INTRODUCTION Wild-type transthyretin cardiac amyloidosis poses a therapeutic challenge, particularly in elderly patients, requiring a balance between clinical stability, treatment cost, and management complexity. CASE In 2016, an 82-year-old male patient was admitted to the Cardiology ward after experiencing precordial pain. Coronary angiography was negative for significant coronary stenoses. Echocardiography revealed mild left ventricular hypertrophy (12 mm), reduced left ventricular ejection fraction (LVEF 30%), grade I diastolic dysfunction. NT-proBNP was 599 pg/ and troponin negative. In 2019, echocardiography showed increased thickness of the interventricular septum (18 mm), LVEF 35%, and NT-proBNP levels of 6070 pg/mL. Bone scintigraphy demonstrated Perugini grade 3, TTR genetic test and hematologic screening were negative. In 2022, stability was observed. After AIFA approval, Tafamidis therapy was initiated.

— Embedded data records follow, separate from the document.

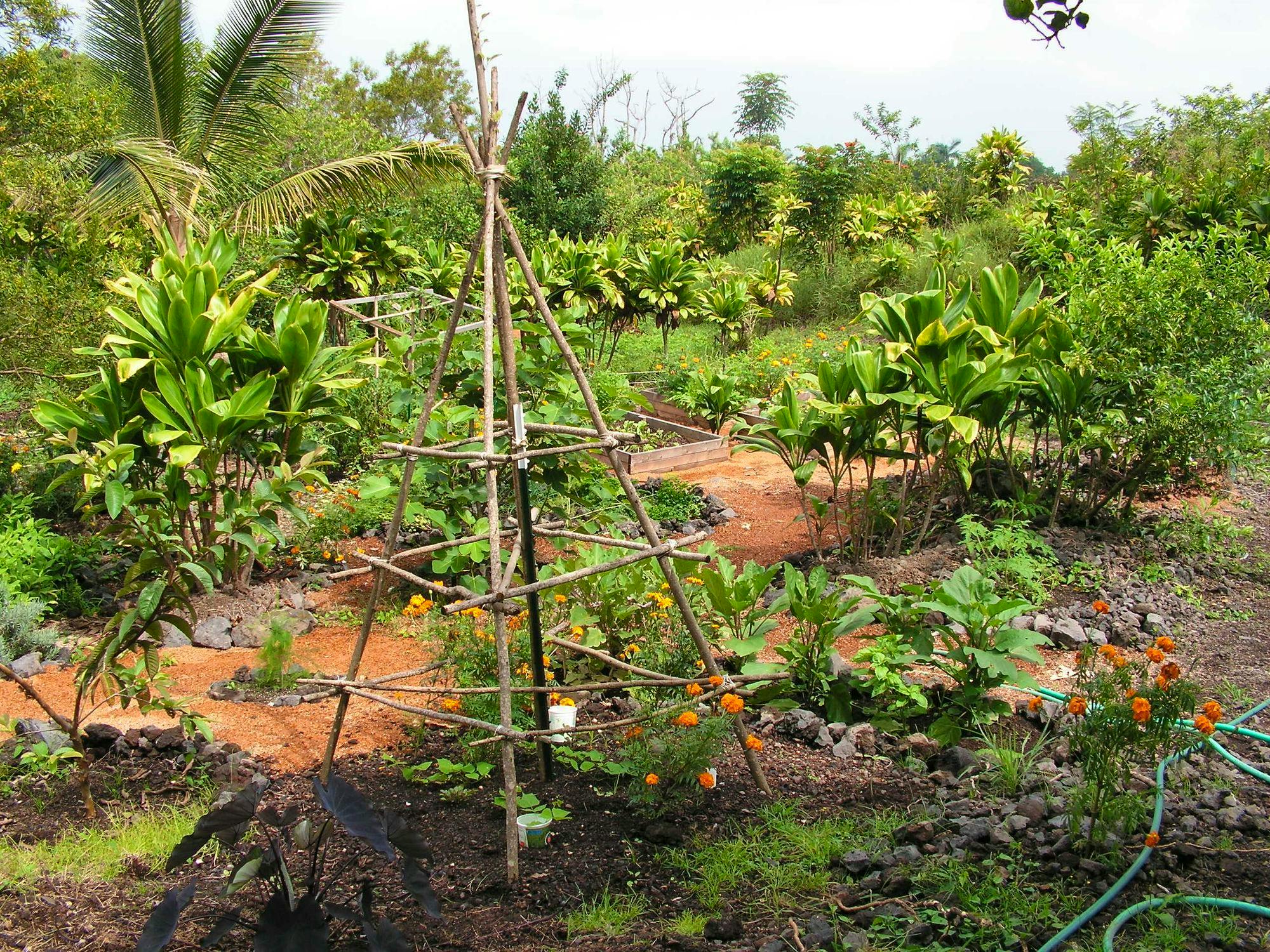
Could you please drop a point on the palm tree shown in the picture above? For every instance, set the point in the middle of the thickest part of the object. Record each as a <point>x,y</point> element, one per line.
<point>189,115</point>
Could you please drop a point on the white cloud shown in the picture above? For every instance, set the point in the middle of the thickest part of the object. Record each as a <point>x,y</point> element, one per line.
<point>958,64</point>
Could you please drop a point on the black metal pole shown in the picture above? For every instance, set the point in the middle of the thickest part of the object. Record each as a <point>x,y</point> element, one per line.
<point>530,571</point>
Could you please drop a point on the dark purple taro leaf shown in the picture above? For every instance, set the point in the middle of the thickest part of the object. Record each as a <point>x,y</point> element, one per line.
<point>418,882</point>
<point>355,813</point>
<point>283,930</point>
<point>231,819</point>
<point>162,925</point>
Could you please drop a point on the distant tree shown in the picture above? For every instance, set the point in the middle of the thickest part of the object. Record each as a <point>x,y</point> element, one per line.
<point>192,114</point>
<point>559,176</point>
<point>765,106</point>
<point>26,23</point>
<point>412,102</point>
<point>744,181</point>
<point>891,130</point>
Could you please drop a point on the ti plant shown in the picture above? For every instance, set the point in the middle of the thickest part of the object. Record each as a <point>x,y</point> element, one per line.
<point>290,869</point>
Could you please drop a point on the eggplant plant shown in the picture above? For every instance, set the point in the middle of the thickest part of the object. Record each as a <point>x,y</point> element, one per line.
<point>290,868</point>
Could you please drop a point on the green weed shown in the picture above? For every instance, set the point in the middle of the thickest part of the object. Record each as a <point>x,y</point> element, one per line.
<point>605,916</point>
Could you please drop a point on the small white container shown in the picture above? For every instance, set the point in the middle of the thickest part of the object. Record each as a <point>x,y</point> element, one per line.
<point>534,831</point>
<point>562,717</point>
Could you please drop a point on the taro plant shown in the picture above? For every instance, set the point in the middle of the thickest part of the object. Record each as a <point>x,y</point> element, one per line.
<point>821,618</point>
<point>293,860</point>
<point>737,604</point>
<point>976,648</point>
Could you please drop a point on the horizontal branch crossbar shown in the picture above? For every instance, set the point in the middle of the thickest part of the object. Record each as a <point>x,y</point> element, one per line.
<point>666,549</point>
<point>610,541</point>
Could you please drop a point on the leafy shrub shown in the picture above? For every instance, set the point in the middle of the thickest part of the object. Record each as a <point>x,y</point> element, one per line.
<point>672,501</point>
<point>35,560</point>
<point>1013,555</point>
<point>20,621</point>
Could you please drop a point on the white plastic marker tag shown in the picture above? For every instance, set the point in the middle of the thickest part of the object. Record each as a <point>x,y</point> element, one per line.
<point>519,433</point>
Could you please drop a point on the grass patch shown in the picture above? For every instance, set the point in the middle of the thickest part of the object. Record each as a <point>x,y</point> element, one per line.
<point>100,854</point>
<point>605,916</point>
<point>778,860</point>
<point>689,925</point>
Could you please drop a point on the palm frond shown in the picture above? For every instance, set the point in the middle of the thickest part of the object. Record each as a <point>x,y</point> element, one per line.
<point>363,178</point>
<point>135,176</point>
<point>148,46</point>
<point>251,64</point>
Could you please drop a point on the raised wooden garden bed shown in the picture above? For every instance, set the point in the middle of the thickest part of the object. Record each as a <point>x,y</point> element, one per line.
<point>697,449</point>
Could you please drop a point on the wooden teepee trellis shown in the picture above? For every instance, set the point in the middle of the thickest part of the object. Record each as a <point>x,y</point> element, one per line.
<point>505,597</point>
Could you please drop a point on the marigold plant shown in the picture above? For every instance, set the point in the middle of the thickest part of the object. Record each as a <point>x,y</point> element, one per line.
<point>1127,714</point>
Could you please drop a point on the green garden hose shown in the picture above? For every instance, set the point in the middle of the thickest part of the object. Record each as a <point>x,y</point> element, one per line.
<point>1160,902</point>
<point>1120,885</point>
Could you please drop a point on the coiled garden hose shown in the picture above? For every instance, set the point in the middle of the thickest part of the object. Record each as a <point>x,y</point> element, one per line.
<point>1120,885</point>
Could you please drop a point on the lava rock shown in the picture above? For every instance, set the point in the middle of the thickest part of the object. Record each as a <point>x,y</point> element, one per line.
<point>29,666</point>
<point>726,929</point>
<point>1069,634</point>
<point>214,634</point>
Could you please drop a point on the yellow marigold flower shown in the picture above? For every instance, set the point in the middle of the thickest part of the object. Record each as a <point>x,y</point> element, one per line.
<point>1141,710</point>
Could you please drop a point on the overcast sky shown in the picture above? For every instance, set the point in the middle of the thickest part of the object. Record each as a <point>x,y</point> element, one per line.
<point>959,65</point>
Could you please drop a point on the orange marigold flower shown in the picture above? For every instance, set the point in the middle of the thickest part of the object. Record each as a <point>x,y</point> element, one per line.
<point>1141,710</point>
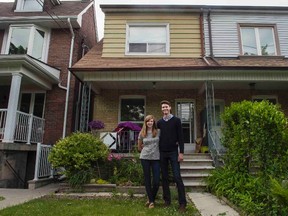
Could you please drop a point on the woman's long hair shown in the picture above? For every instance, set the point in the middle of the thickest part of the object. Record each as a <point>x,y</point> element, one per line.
<point>144,129</point>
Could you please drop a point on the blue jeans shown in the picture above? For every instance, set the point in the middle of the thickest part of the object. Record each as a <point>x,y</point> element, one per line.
<point>172,158</point>
<point>154,166</point>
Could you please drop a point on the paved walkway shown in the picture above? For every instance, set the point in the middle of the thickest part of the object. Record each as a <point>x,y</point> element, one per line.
<point>209,205</point>
<point>206,203</point>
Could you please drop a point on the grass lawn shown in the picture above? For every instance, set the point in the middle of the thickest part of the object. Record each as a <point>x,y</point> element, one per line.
<point>116,205</point>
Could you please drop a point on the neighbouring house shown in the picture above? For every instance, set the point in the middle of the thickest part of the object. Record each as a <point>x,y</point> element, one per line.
<point>201,58</point>
<point>39,98</point>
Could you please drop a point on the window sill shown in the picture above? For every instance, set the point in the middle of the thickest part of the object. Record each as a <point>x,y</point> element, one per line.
<point>260,57</point>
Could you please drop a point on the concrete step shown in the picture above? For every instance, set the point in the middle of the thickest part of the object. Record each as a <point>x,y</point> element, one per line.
<point>197,156</point>
<point>197,162</point>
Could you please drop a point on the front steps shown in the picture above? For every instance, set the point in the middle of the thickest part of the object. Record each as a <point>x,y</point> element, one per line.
<point>194,169</point>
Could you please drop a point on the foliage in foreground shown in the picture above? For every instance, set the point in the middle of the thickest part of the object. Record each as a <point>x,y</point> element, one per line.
<point>78,154</point>
<point>115,206</point>
<point>256,140</point>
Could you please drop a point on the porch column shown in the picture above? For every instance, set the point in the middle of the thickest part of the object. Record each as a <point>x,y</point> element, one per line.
<point>12,108</point>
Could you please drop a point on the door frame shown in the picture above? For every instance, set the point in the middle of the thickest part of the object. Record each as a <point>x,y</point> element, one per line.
<point>186,100</point>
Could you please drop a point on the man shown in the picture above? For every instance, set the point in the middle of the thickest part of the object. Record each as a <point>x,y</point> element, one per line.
<point>171,138</point>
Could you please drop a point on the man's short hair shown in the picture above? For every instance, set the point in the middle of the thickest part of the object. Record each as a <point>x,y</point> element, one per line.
<point>165,102</point>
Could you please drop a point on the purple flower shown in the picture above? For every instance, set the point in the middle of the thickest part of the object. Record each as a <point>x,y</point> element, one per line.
<point>96,124</point>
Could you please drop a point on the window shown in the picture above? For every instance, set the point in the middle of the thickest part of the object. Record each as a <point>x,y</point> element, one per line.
<point>258,41</point>
<point>29,5</point>
<point>132,109</point>
<point>272,99</point>
<point>27,40</point>
<point>33,103</point>
<point>147,39</point>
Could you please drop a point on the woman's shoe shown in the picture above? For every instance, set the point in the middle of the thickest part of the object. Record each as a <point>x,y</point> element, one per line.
<point>151,205</point>
<point>147,203</point>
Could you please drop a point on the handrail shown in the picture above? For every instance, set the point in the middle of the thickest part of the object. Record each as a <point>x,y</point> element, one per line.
<point>215,147</point>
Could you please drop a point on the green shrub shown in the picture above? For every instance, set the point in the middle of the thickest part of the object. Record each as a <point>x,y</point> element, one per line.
<point>256,140</point>
<point>78,154</point>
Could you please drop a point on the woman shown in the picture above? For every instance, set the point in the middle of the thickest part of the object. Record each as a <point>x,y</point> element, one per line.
<point>148,144</point>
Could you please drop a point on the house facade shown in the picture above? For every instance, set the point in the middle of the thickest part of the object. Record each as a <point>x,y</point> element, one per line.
<point>39,41</point>
<point>201,58</point>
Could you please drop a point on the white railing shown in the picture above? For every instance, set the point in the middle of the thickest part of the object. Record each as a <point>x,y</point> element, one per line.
<point>42,166</point>
<point>121,141</point>
<point>3,115</point>
<point>29,128</point>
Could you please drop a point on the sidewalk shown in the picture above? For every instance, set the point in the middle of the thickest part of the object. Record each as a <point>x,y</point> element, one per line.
<point>209,205</point>
<point>206,203</point>
<point>19,196</point>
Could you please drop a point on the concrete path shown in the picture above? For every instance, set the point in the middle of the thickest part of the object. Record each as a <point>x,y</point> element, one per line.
<point>210,205</point>
<point>19,196</point>
<point>206,203</point>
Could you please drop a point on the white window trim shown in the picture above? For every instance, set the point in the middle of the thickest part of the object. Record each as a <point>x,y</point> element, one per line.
<point>20,6</point>
<point>30,42</point>
<point>257,38</point>
<point>131,97</point>
<point>32,102</point>
<point>148,25</point>
<point>265,97</point>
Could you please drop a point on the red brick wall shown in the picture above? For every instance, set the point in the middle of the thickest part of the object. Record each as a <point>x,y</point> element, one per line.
<point>59,52</point>
<point>106,105</point>
<point>1,38</point>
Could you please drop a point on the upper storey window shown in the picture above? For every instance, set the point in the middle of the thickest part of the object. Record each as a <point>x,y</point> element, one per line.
<point>29,40</point>
<point>147,39</point>
<point>29,5</point>
<point>258,41</point>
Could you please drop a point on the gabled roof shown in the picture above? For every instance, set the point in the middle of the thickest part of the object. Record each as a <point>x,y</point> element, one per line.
<point>93,61</point>
<point>66,8</point>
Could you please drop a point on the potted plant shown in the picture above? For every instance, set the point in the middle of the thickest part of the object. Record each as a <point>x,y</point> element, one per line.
<point>95,126</point>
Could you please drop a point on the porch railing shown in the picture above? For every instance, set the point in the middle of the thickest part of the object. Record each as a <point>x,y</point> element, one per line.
<point>3,116</point>
<point>122,141</point>
<point>42,166</point>
<point>28,128</point>
<point>216,149</point>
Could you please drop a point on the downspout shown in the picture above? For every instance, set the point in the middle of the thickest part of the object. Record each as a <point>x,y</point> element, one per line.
<point>210,34</point>
<point>203,53</point>
<point>68,78</point>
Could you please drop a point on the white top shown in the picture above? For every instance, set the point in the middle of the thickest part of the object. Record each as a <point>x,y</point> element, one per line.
<point>150,149</point>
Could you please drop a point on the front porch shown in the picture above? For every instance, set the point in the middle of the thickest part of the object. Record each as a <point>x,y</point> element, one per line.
<point>26,129</point>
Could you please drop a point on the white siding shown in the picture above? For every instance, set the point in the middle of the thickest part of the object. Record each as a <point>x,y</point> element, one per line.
<point>225,38</point>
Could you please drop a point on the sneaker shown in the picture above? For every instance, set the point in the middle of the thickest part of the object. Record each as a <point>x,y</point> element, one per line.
<point>151,205</point>
<point>167,204</point>
<point>147,203</point>
<point>182,208</point>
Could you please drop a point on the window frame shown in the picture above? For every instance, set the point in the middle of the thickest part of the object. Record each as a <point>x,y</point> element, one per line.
<point>167,27</point>
<point>32,30</point>
<point>20,7</point>
<point>131,97</point>
<point>257,35</point>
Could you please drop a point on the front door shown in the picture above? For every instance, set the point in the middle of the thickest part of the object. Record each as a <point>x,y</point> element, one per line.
<point>185,111</point>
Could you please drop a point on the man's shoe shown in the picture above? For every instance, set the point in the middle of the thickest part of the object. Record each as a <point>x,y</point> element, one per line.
<point>182,208</point>
<point>167,204</point>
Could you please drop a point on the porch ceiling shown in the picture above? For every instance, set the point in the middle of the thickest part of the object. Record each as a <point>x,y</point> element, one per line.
<point>186,79</point>
<point>34,72</point>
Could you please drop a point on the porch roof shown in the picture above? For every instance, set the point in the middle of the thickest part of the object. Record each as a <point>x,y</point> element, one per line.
<point>60,13</point>
<point>33,70</point>
<point>93,61</point>
<point>269,72</point>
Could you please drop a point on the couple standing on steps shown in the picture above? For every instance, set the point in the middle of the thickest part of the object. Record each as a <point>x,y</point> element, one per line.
<point>159,145</point>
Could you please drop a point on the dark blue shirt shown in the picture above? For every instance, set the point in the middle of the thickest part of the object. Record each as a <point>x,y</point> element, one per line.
<point>171,136</point>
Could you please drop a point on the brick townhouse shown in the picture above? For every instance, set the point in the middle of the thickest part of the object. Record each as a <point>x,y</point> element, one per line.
<point>39,98</point>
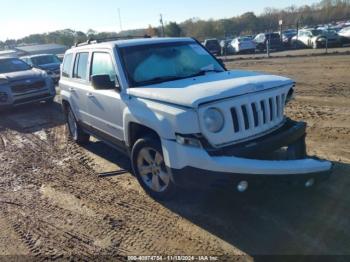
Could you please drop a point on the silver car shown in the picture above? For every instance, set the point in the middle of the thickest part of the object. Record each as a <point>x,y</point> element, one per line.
<point>22,84</point>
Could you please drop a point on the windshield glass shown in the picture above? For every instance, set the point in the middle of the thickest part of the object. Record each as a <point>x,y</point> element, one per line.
<point>44,60</point>
<point>156,63</point>
<point>244,39</point>
<point>316,32</point>
<point>12,65</point>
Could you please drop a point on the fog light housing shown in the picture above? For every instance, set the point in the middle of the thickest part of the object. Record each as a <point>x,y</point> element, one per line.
<point>242,186</point>
<point>3,97</point>
<point>310,183</point>
<point>188,141</point>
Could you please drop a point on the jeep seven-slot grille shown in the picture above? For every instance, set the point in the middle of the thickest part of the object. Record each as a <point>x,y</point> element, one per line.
<point>258,113</point>
<point>23,86</point>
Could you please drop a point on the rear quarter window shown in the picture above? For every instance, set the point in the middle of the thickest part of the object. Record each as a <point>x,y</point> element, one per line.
<point>67,65</point>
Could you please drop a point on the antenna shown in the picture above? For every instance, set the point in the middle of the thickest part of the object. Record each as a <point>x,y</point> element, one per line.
<point>162,24</point>
<point>120,20</point>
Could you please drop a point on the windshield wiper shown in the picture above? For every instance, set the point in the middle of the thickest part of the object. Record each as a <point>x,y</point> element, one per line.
<point>159,79</point>
<point>203,72</point>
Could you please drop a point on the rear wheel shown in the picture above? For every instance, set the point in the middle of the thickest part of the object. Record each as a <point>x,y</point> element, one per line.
<point>150,170</point>
<point>75,131</point>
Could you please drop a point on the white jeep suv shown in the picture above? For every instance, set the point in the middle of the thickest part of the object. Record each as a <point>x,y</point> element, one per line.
<point>183,118</point>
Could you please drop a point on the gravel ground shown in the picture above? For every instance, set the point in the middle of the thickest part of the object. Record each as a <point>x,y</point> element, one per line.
<point>56,201</point>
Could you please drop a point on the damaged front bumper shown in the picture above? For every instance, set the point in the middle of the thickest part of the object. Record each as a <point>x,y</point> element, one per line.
<point>279,156</point>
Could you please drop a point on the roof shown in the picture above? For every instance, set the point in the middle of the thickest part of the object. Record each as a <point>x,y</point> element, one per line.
<point>134,42</point>
<point>40,55</point>
<point>42,48</point>
<point>5,52</point>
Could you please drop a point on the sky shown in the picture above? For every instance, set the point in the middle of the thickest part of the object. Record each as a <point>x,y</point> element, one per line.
<point>22,17</point>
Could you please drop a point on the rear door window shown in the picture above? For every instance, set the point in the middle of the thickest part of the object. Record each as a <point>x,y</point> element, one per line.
<point>67,65</point>
<point>80,66</point>
<point>102,65</point>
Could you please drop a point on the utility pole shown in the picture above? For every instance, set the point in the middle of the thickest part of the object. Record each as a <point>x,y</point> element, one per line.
<point>162,24</point>
<point>120,20</point>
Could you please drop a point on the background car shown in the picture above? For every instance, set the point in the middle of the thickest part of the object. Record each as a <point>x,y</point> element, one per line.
<point>273,38</point>
<point>287,36</point>
<point>344,34</point>
<point>213,46</point>
<point>243,45</point>
<point>22,84</point>
<point>226,47</point>
<point>315,38</point>
<point>50,63</point>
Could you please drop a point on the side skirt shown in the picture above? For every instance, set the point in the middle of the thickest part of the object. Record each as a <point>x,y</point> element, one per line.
<point>111,141</point>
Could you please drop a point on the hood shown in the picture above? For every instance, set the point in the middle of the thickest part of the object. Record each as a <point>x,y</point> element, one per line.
<point>22,75</point>
<point>192,92</point>
<point>51,67</point>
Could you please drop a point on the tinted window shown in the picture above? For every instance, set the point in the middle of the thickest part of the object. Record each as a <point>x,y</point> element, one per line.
<point>80,66</point>
<point>44,60</point>
<point>13,65</point>
<point>102,65</point>
<point>67,65</point>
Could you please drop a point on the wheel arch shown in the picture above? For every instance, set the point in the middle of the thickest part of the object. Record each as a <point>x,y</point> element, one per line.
<point>137,130</point>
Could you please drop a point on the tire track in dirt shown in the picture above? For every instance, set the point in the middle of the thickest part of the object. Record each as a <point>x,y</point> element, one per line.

After 24-months, the patient showed clinical stability: interventricular septal thickness decreased (16 mm) and LVEF increased to 40%. The patient remained NYHA class II, completed a 6-minute walking test of 300 m, had a KCCQ score of 75, and NT-proBNP levels decreased to 6200 pg/mL. In July 2024, Tafamidis was discontinued due to advanced age and patient preference. Within a few months, the patient experienced rapid clinical deterioration, with frequent hospital admissions for heart failure, progression to NYHA class III symptoms, and increasing diuretic requirements (up to 100 mg of furosemide per day). Echocardiography revealed severe biventricular dysfunction (EF 15%, TAPSE 10 mm), elevated filling pressures (E/e′ 21). NT-proBNP and high-sensitivity troponin levels increased twofold (12,000 pg/mL and 84 ng/L). DISCUSSION Tafamidis has been shown to stabilize TTR tetramers, thereby preventing the formationof amyloid. However, it has also been demonstrated that this process concomitantly results in an increase in circulating TTR levels. Its abrupt discontinuation has been hypothesised to lead to rapid TTR deposition in myocardial tissue, potentially triggering acute decompensation. CONCLUSION This case demonstrates the capacity of Tafamidis to stabilise clinical status in ATTR-wt, but raises the alarm about a possible rebound effect after discontinuation. If confirmed, our hypothesis highlights the need for careful evaluation before initiating treatment in elderly and frail patients where any subsequent suspension could even be harmful.